Lesen Sie unter Cloud Pub/Sub Schnellstart: Clientbibliotheken verwenden die Anleitung zur Einrichtung von Node.js, bevor Sie dieses Beispiel ausprobieren. Weitere Informationen finden Sie in der Referenzdokumentation zur Cloud Pub/Sub Node.js API.

// Imports the Google Cloud client library
const {PubSub} = require('@google-cloud/pubsub');

// Creates a client
const pubsub = new PubSub();

/**
 * TODO(developer): Uncomment the following line to run the sample.
 */
// const subscriptionName = 'my-sub';

// The new IAM policy
const newPolicy = {
  bindings: [
    {
      // Add a group as editors
      role: `roles/pubsub.editor`,
      members: [`group:cloud-logs@google.com`],
    },
    {
      // Add all users as viewers
      role: `roles/pubsub.viewer`,
      members: [`allUsers`],
    },
  ],
};

// Updates the IAM policy for the subscription
const [updatedPolicy] = await pubsub
  .subscription(subscriptionName)
  .iam.setPolicy(newPolicy);
console.log(`Updated policy for subscription: %j`, updatedPolicy.bindings);

PHP

Lesen Sie unter Cloud Pub/Sub Schnellstart: Clientbibliotheken verwenden die Anleitung zur Einrichtung von PHP, bevor Sie dieses Beispiel ausprobieren. Weitere Informationen finden Sie in der Referenzdokumentation zur Cloud Pub/Sub PHP API.
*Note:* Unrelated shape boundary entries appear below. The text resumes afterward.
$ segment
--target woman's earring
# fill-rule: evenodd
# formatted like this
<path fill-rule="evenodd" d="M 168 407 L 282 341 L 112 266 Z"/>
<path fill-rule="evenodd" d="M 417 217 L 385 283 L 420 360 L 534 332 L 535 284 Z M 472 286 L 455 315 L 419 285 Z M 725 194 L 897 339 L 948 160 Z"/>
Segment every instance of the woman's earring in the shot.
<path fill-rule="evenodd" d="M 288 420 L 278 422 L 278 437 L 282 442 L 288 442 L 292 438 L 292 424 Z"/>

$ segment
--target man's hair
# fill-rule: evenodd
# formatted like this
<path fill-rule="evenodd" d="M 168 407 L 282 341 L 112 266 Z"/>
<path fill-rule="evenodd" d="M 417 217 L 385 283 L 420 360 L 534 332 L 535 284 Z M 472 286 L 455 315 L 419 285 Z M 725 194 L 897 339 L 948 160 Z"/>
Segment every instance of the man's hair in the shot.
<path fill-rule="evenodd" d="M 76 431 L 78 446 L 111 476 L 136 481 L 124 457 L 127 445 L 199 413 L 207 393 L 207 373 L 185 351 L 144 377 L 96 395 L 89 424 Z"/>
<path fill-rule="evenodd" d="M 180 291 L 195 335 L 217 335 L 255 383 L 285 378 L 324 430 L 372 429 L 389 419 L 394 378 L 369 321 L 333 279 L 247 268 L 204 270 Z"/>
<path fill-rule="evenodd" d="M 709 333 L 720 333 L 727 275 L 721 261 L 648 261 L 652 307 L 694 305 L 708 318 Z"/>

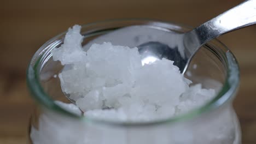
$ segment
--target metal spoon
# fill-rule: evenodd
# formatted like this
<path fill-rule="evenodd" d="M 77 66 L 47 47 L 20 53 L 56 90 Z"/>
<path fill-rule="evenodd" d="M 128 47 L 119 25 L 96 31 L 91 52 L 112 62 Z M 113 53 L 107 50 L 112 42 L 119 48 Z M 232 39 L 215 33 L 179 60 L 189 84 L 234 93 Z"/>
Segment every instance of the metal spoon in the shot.
<path fill-rule="evenodd" d="M 255 23 L 256 0 L 246 1 L 191 31 L 182 34 L 173 33 L 170 39 L 176 40 L 174 49 L 155 41 L 146 43 L 138 47 L 142 61 L 149 56 L 152 61 L 166 58 L 173 61 L 174 64 L 184 74 L 193 56 L 207 41 Z"/>

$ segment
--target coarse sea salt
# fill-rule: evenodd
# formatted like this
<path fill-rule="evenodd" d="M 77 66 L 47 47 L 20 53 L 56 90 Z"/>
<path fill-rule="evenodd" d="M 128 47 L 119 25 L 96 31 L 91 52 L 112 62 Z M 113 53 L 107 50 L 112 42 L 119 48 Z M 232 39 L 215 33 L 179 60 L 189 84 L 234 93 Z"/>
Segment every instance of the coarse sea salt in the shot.
<path fill-rule="evenodd" d="M 165 58 L 142 64 L 137 47 L 82 46 L 80 26 L 69 28 L 64 43 L 53 50 L 65 68 L 59 75 L 62 89 L 86 117 L 118 121 L 149 121 L 171 117 L 198 107 L 214 90 L 184 77 Z"/>

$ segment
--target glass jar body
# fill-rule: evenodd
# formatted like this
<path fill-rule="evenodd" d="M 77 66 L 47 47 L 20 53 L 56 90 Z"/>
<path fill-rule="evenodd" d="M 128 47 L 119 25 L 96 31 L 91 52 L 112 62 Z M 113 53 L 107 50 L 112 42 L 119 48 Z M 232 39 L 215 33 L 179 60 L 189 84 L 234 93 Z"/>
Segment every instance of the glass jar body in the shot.
<path fill-rule="evenodd" d="M 100 41 L 96 43 L 110 41 L 114 45 L 132 47 L 133 45 L 129 45 L 129 39 L 135 37 L 134 33 L 119 34 L 117 37 L 112 35 L 101 39 L 100 37 L 120 28 L 141 25 L 149 27 L 139 33 L 140 37 L 136 38 L 139 42 L 134 43 L 134 45 L 138 45 L 139 41 L 142 43 L 152 39 L 147 37 L 149 34 L 154 36 L 155 31 L 182 33 L 189 30 L 178 25 L 142 20 L 96 23 L 82 27 L 82 33 L 85 37 L 84 47 L 88 50 L 97 38 Z M 151 29 L 153 30 L 150 31 Z M 39 85 L 39 88 L 45 92 L 37 93 L 37 90 L 34 91 L 36 88 L 28 85 L 32 97 L 40 104 L 36 106 L 30 124 L 31 143 L 241 143 L 239 123 L 232 107 L 237 86 L 227 90 L 234 91 L 230 92 L 229 95 L 228 95 L 227 93 L 222 94 L 228 99 L 223 104 L 214 109 L 208 107 L 211 110 L 207 110 L 206 107 L 203 111 L 196 111 L 200 114 L 190 113 L 194 116 L 189 115 L 179 121 L 167 120 L 146 124 L 113 124 L 70 117 L 59 112 L 61 111 L 56 110 L 59 107 L 55 106 L 56 101 L 66 103 L 62 105 L 67 107 L 67 104 L 71 102 L 62 93 L 60 81 L 56 77 L 63 67 L 60 62 L 52 59 L 50 51 L 63 43 L 64 34 L 56 37 L 42 46 L 33 57 L 28 70 L 28 83 L 31 84 L 31 79 L 36 77 L 34 80 L 37 83 L 34 85 Z M 122 40 L 124 39 L 125 40 Z M 204 88 L 222 91 L 228 79 L 230 70 L 230 65 L 228 65 L 230 63 L 236 64 L 232 61 L 233 57 L 229 57 L 228 52 L 229 50 L 218 40 L 207 43 L 193 58 L 184 76 L 194 83 L 201 83 Z M 220 97 L 219 99 L 223 98 Z M 217 105 L 218 101 L 209 105 Z"/>

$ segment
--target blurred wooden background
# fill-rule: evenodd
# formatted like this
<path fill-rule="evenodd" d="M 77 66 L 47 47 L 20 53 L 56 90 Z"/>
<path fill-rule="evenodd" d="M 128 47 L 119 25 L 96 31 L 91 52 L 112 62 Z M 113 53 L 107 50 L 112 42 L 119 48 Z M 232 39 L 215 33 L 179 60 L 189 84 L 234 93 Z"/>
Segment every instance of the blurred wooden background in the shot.
<path fill-rule="evenodd" d="M 27 65 L 46 40 L 74 24 L 147 17 L 192 26 L 241 0 L 1 0 L 0 143 L 26 143 L 33 101 L 26 90 Z M 240 64 L 241 82 L 234 106 L 243 143 L 256 143 L 256 26 L 222 36 Z"/>

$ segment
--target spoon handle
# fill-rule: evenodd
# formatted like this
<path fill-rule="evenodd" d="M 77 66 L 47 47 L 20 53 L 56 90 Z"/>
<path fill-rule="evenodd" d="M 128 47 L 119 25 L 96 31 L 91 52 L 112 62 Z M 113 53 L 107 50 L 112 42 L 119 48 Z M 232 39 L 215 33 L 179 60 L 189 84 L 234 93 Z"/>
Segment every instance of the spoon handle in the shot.
<path fill-rule="evenodd" d="M 190 49 L 187 54 L 193 55 L 203 44 L 220 35 L 255 23 L 256 0 L 246 1 L 186 33 L 184 44 Z"/>

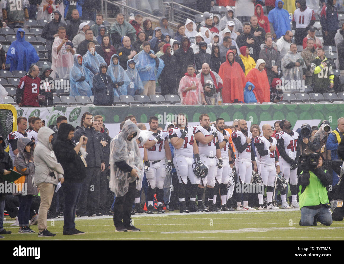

use Google\Cloud\PubSub\PubSubClient;

/**
 * Adds a user to the policy for a Pub/Sub subscription.
 *
 * @param string $projectId  The Google project ID.
 * @param string $subscriptionName  The Pub/Sub subscription name.
 * @param string $userEmail  The user email to add to the policy.
 */
function set_subscription_policy($projectId, $subscriptionName, $userEmail)
{
    $pubsub = new PubSubClient([
        'projectId' => $projectId,
    ]);
    $subscription = $pubsub->subscription($subscriptionName);
    $policy = $subscription->iam()->policy();
    $policy['bindings'][] = [
        'role' => 'roles/pubsub.subscriber',
        'members' => ['user:' . $userEmail]
    ];
    $subscription->iam()->setPolicy($policy);

    printf('User %s added to policy for %s' . PHP_EOL,
        $userEmail,
        $subscriptionName);
}

Python

Lesen Sie unter Cloud Pub/Sub Schnellstart: Clientbibliotheken verwenden die Anleitung zur Einrichtung von Python, bevor Sie dieses Beispiel ausprobieren. Weitere Informationen finden Sie in der Referenzdokumentation zur Cloud Pub/Sub Python API.

client = pubsub_v1.SubscriberClient()
subscription_path = client.subscription_path(project, subscription_name)

policy = client.get_iam_policy(subscription_path)

# Add all users as viewers.
policy.bindings.add(
    role='roles/pubsub.viewer',
    members=['allUsers'])

# Add a group as an editor.
policy.bindings.add(
    role='roles/editor',
    members=['group:cloud-logs@google.com'])

# Set the policy
policy = client.set_iam_policy(subscription_path, policy)

print('IAM policy for subscription {} set: {}'.format(
    subscription_name, policy))

Ruby

Lesen Sie unter Cloud Pub/Sub Schnellstart: Clientbibliotheken verwenden die Anleitung zur Einrichtung von Ruby, bevor Sie dieses Beispiel ausprobieren. Weitere Informationen finden Sie in der Referenzdokumentation zur Cloud Pub/Sub Ruby API.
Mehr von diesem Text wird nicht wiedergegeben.